This project was created to explore the basic aspects of the speaker recognition techniques: decomposition and classification algorithms and methods of analysis as well. In the following chapters, most of the gained knowledge will be discussed.
Additionally, it was not indeded to be an analysis tool and should not be used in that fashion. It does not adress many important issues like data validation or correct exception handling.
In order to compare various algorithms, the appropriate database was created. It consists of 25 voices with 100 samples each. This data was collected from the Shtooka Project available at http://shtooka.net/ which is a multilingual database of audio recordings of words.
This project is created in the Python language and uses the Anaconda library, an open data science platform. Below are listed all used Python packages:
- numpy,
- scipy,
- soundfile.
The process of analysing the voice samples is really simple and is based on the following steps:
- For all samples:
- Read an audio file containing the record of one word.
- Use the preemphasis filter to emphasise highest frequencies.
- Perform the FFT transform on the signal.
- Change the Y scale from energy to decibels.
- Use the decomposition algorithm on the FFT to get the feature vector.
- Divide the samples into two groups: learning and testing.
- Train the data model using the classifier algorithm and learning samples.
- Check the prediction efficiency using the samples from the testing group.
In this project were tested some of the algorithms available in the Sklearn library.
Following decomposition algorithms were used:
- PCA (Principal Component Analysis),
- FactorAnalysis,
- FastICA (Independent Component Analysis),
- TruncatedSVD (Truncated Singular Value Decomposition).
Following classification algorithms were used:
- KNeighborsClassifier (Nearest Neighbours),
- GaussianNB (Gaussian Naive Bayes),
- RandomForestClassifier,
- DecisionTreeClassifier.
It is important to say that different algorithms are suitable for different scenarios. In this section, the process of finding the best techniques for the given database will be covered.
At the very beginning, the initial and default settings were chosen:
NUMBER_OF_VOICES = 25
NUMBER_OF_SAMPLES = 100
FFT_COMPONENTS = 4096
DECOMPOSITION_ALGORITHM = PCA
DECOMPOSITION_COMPONENTS = 32
CLASSIFIER_ALGORITHM = GaussianNB
SAMPLES_TO_LEARN = 10
To choose the best pair of decomposition and classification algorithms, all combinations were tested for a different number of learning samples.
As you can see, 5 pairs are potentially interesting:
- (FastICA, GaussianNB),
- (FactorAnalysis, GaussianNB),
- (PCA, GaussianNB),
- (FastICA, KNeighborsClassifier),
- (FactorAnalysis, KNeighborsClassifier),.

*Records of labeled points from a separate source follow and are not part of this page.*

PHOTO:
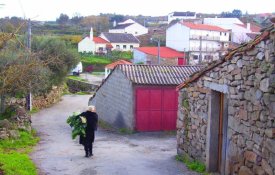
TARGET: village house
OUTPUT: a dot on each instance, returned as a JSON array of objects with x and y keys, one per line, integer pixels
[
  {"x": 141, "y": 97},
  {"x": 226, "y": 116},
  {"x": 96, "y": 45},
  {"x": 181, "y": 15},
  {"x": 239, "y": 31},
  {"x": 111, "y": 66},
  {"x": 121, "y": 41},
  {"x": 149, "y": 55},
  {"x": 204, "y": 43},
  {"x": 129, "y": 26}
]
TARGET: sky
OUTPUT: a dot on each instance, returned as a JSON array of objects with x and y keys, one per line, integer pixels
[{"x": 49, "y": 10}]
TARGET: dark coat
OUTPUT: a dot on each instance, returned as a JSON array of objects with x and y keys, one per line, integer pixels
[{"x": 92, "y": 119}]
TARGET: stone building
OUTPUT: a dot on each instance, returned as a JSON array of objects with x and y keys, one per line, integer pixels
[
  {"x": 141, "y": 97},
  {"x": 226, "y": 116}
]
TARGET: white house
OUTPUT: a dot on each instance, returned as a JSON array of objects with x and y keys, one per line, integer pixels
[
  {"x": 239, "y": 31},
  {"x": 181, "y": 15},
  {"x": 203, "y": 42},
  {"x": 131, "y": 27},
  {"x": 87, "y": 44},
  {"x": 121, "y": 41},
  {"x": 93, "y": 44}
]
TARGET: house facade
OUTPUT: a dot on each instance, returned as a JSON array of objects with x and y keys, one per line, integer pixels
[
  {"x": 238, "y": 29},
  {"x": 181, "y": 15},
  {"x": 141, "y": 97},
  {"x": 129, "y": 26},
  {"x": 226, "y": 111},
  {"x": 121, "y": 41},
  {"x": 149, "y": 55},
  {"x": 96, "y": 45},
  {"x": 204, "y": 43}
]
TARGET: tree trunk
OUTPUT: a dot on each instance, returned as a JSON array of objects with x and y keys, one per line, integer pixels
[{"x": 2, "y": 104}]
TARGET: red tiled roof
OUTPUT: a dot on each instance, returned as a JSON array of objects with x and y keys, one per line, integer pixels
[
  {"x": 253, "y": 28},
  {"x": 203, "y": 27},
  {"x": 100, "y": 40},
  {"x": 165, "y": 52},
  {"x": 114, "y": 64}
]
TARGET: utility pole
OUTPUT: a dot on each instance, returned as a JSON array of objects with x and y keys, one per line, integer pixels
[
  {"x": 29, "y": 96},
  {"x": 158, "y": 51},
  {"x": 200, "y": 56}
]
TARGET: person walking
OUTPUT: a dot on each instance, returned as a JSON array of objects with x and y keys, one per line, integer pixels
[{"x": 92, "y": 120}]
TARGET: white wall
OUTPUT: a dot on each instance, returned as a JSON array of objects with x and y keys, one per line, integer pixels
[
  {"x": 177, "y": 37},
  {"x": 128, "y": 48},
  {"x": 134, "y": 29},
  {"x": 86, "y": 45},
  {"x": 139, "y": 57}
]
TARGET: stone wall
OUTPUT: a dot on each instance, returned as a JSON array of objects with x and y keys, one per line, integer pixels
[
  {"x": 114, "y": 101},
  {"x": 10, "y": 127},
  {"x": 39, "y": 102},
  {"x": 248, "y": 82},
  {"x": 78, "y": 86}
]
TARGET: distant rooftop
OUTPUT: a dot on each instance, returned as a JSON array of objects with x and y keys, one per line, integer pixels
[{"x": 184, "y": 13}]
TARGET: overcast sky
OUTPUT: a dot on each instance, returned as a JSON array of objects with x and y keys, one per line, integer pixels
[{"x": 51, "y": 9}]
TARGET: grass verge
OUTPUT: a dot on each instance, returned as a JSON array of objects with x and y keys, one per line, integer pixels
[
  {"x": 76, "y": 78},
  {"x": 14, "y": 158},
  {"x": 192, "y": 165}
]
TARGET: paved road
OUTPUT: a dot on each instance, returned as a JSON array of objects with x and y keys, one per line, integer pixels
[
  {"x": 114, "y": 154},
  {"x": 94, "y": 79}
]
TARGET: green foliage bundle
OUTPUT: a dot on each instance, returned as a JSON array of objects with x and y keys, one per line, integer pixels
[
  {"x": 14, "y": 158},
  {"x": 77, "y": 125},
  {"x": 192, "y": 165}
]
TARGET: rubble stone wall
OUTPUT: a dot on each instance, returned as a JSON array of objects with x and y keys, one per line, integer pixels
[{"x": 248, "y": 80}]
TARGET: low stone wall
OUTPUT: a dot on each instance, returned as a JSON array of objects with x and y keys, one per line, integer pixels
[
  {"x": 248, "y": 82},
  {"x": 80, "y": 86},
  {"x": 20, "y": 121},
  {"x": 39, "y": 102}
]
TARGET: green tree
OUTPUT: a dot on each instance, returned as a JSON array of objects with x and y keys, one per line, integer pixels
[
  {"x": 63, "y": 19},
  {"x": 65, "y": 57}
]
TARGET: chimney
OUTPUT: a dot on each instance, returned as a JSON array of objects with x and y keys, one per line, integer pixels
[
  {"x": 91, "y": 34},
  {"x": 248, "y": 26}
]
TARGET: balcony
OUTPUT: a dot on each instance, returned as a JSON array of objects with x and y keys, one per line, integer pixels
[
  {"x": 206, "y": 38},
  {"x": 204, "y": 49}
]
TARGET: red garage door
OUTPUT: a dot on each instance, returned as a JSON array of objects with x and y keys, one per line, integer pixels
[{"x": 156, "y": 109}]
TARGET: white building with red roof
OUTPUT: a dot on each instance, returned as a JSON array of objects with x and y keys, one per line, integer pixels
[
  {"x": 96, "y": 45},
  {"x": 240, "y": 32},
  {"x": 149, "y": 55},
  {"x": 203, "y": 42}
]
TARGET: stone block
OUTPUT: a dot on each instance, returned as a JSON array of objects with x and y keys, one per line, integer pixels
[
  {"x": 270, "y": 133},
  {"x": 252, "y": 157},
  {"x": 245, "y": 171},
  {"x": 267, "y": 168},
  {"x": 242, "y": 114},
  {"x": 258, "y": 170},
  {"x": 260, "y": 56},
  {"x": 240, "y": 63},
  {"x": 264, "y": 85},
  {"x": 269, "y": 144},
  {"x": 272, "y": 160},
  {"x": 257, "y": 139}
]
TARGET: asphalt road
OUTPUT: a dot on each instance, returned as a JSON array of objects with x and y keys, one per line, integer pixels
[{"x": 114, "y": 154}]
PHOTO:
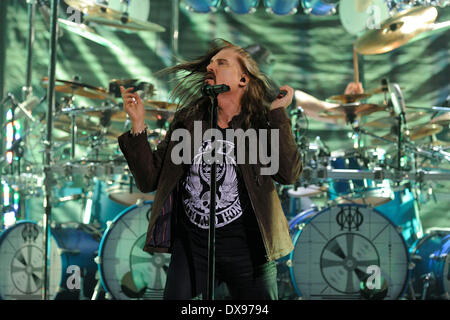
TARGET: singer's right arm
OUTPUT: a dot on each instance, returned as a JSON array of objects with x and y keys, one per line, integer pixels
[{"x": 144, "y": 164}]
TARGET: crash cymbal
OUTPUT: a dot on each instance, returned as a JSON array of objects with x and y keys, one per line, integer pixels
[
  {"x": 419, "y": 133},
  {"x": 167, "y": 106},
  {"x": 63, "y": 122},
  {"x": 425, "y": 131},
  {"x": 443, "y": 119},
  {"x": 356, "y": 108},
  {"x": 396, "y": 31},
  {"x": 151, "y": 114},
  {"x": 349, "y": 98},
  {"x": 103, "y": 15},
  {"x": 387, "y": 122},
  {"x": 86, "y": 32},
  {"x": 78, "y": 88}
]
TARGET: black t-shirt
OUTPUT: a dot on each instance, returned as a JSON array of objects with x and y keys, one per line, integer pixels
[{"x": 237, "y": 230}]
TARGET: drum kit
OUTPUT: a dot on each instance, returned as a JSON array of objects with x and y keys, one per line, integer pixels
[{"x": 369, "y": 220}]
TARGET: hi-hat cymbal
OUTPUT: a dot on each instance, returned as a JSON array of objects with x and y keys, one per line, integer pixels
[
  {"x": 103, "y": 15},
  {"x": 443, "y": 119},
  {"x": 396, "y": 31},
  {"x": 78, "y": 88},
  {"x": 349, "y": 98},
  {"x": 387, "y": 122}
]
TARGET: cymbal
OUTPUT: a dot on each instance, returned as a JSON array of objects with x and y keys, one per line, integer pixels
[
  {"x": 86, "y": 32},
  {"x": 387, "y": 122},
  {"x": 396, "y": 31},
  {"x": 103, "y": 15},
  {"x": 78, "y": 88},
  {"x": 349, "y": 98},
  {"x": 151, "y": 114},
  {"x": 63, "y": 122},
  {"x": 85, "y": 127},
  {"x": 443, "y": 119},
  {"x": 356, "y": 108},
  {"x": 419, "y": 133},
  {"x": 425, "y": 131},
  {"x": 167, "y": 106}
]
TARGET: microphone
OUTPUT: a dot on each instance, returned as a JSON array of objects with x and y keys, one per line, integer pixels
[
  {"x": 25, "y": 106},
  {"x": 208, "y": 90},
  {"x": 397, "y": 98}
]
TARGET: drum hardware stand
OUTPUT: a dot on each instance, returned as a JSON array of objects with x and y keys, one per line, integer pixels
[
  {"x": 212, "y": 92},
  {"x": 427, "y": 280},
  {"x": 98, "y": 290},
  {"x": 48, "y": 144}
]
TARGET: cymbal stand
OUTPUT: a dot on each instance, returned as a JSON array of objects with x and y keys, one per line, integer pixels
[
  {"x": 73, "y": 133},
  {"x": 48, "y": 144}
]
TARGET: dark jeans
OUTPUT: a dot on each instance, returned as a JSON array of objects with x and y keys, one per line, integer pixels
[{"x": 246, "y": 280}]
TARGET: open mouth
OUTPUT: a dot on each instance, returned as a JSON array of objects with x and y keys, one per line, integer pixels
[{"x": 210, "y": 76}]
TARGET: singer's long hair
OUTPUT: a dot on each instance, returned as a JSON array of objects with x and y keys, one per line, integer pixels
[{"x": 190, "y": 77}]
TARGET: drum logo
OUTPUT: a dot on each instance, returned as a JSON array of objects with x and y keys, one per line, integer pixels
[
  {"x": 30, "y": 232},
  {"x": 349, "y": 218}
]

At the very beginning, the feature vector of the samples is obtained via the decomposition algorithm. In the next step, this feature vector and the trained data model are used for making a prediction. The chart below shows how many many correct predictions are made in function of the size of the learning dataset:
On the other hand, the classification algorithm can return the array of probabilities assigned to all voices for the given feature vector. It is possible to create the average of the probabilities for the correct voice. As you can see, one of the pairs (FastICA, KNeighbors) does not match the prediction rate from the previous chart as well as two other pairs.
The classification algorithms, used in this project, return the vector or probabilities for every voice for given feature vector. The vast majority of them is close to zero. The chart below shows how many voices have bigger probability than 10^-3. Of course, the best algorithm should have the value equal to one, that is the correct voice.
As you can see, there is a big difference between the classification algorithms in a function of the size of the learning dataset:
- GaussianNB gives more potential voices for bigger learning dataset,
- KNeighbors is concentrating on less potential voices for more learning samples.
But, as the earlier analysis shows, the prediction accuracy of these two methods is pretty the same.
Using the decomposition algorithms, it is possible to shorten the FFT data into a feature vector. The question is, what length is optimal for the given dataset. The most interesting conclusion is that the accuracy of prediction is not stable and can decrease for too large vectors.
The last thing to consider is the accuracy of prediction in the function of number of voices. The chart below shows that the attempt to compare a higher number of voices can decrease the accuracy:
In this project, many aspects of speaker recognition are covered:
- Methods of pre-processing sound samples.
- Algorithms to extract the feature vector from pre-processed data (decomposition).
- Algorithms to create the voice model that can be used to making predictions.
- Ways to compare the algorithms in order to find the best ones.
It is important to remember that different approaches lead to different solutions. By using more advanced techniques, better results can be obtained.